男はみんな狼なのよ?(8)

「どこに、どこにいたの」

「この上にいた。コーヒーショップの窓際の席」

「あの距離から見えたの」

「視力は2.0なんだよ」

 渉の手を振り払い、俊は店内のエスカレーターを上がっていく。もちろん渉も後を追った。

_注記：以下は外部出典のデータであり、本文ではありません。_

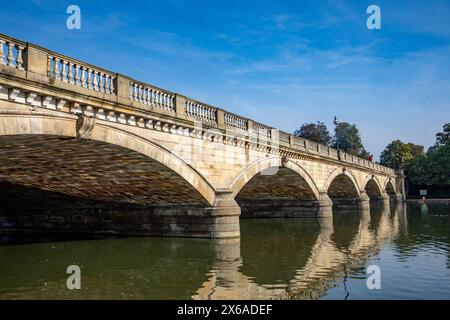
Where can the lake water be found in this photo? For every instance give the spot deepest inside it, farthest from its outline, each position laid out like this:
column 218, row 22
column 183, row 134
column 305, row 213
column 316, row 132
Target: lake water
column 273, row 259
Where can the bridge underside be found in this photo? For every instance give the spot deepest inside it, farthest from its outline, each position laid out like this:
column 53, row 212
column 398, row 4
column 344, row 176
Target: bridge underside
column 66, row 185
column 277, row 192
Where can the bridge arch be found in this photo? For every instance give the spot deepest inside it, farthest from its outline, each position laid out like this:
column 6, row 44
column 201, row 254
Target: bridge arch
column 389, row 187
column 65, row 126
column 373, row 187
column 274, row 163
column 344, row 176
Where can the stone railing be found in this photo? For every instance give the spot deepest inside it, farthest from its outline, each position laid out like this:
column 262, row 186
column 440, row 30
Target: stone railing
column 233, row 121
column 57, row 70
column 200, row 111
column 149, row 95
column 80, row 74
column 12, row 52
column 262, row 130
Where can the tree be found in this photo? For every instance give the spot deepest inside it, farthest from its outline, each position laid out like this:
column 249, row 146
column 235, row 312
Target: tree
column 443, row 138
column 314, row 132
column 347, row 138
column 398, row 154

 箱根旅行の帰りに寄ったコーヒーショップ。その窓際のカウンターの椅子に清水が座っていた。ちょうど横顔が見えてすぐにわかった。その隣にセミロングの黒髪を肩にたらした小柄な姿。

「かやこっ」

 先に近づいた俊が名前を呼ぶ。小さな背中が跳ね上がる。


 振り返った茅子は、眼の端をほんのり赤くしていた。

「俊くん、どうしたの?」

「電話してんのに出ないからだろ。探したんだぞ」

「え……」

 あたふたと足元からいつもの黒い鞄を持ち上げて茅子は中を探る。

「ほんとだ。着信がいっぱい」

「おまえはいつもいつも」

「ごめんなさい。でも、どうしたの? 何かあったの?」


「それは」

 口ごもりながら俊は清水に目を向けてぺこりと会釈した。

「あ、これ。弟です。初めてですよね」

「うん、会ったことはなかったよ。初めまして」

 俊に微笑んでみせた清水は、その余裕の表情のまま渉の方を見た。

「何やってんの?」

 経緯をうすうす察していそうな顔つきだ。悔しい。


「え、高山さん?」

 目を丸くして茅子は体ごと渉を振り返る。メガネではなくコンタクトで、髪をおろした茅子は可愛かった。髪を結ばずにおろしているのを初めて見た。

 ハリのある素材のシンプルな紺色のワンピースを着ていて、飾り気のなさが清潔感を際立たせていて茅子にとても似合っていた。


「外階段の割れたとこ、こいつが直してくれたんだぞ」

「え、今日ですか? そうだったんですか」

 恥じ入るように頬を染め、膝の上に手を重ねて茅子はしゅんとうなだれてしまう。なぜか落ち込んでるみたいだ。


「靴擦れがひどくて休んでたんだよ、今」

 横から清水が取りなす。俊が茅子の足元にしゃがみこむ。

「うわ、痛いか? こんな慣れない靴で出かけるからだぞ」

 弟に正論でたしなめられて茅子はますます小さくなる。

「早く帰ろうぜ」

「うん。そうだね」

 こくっと頷いて茅子は清水にお礼を言って立ち上がった。足に白いミュールをひっかけてひょこひょこ歩き出す。


 茅子の鞄を持った俊に手を引かれ店を出たものの、吹き抜け回廊の手すりに寄って辛そうに立ち止まった。

「歩けない? やっぱり抱っこしようか」

 清水がさらッと言うから渉も俊もぎょっとした。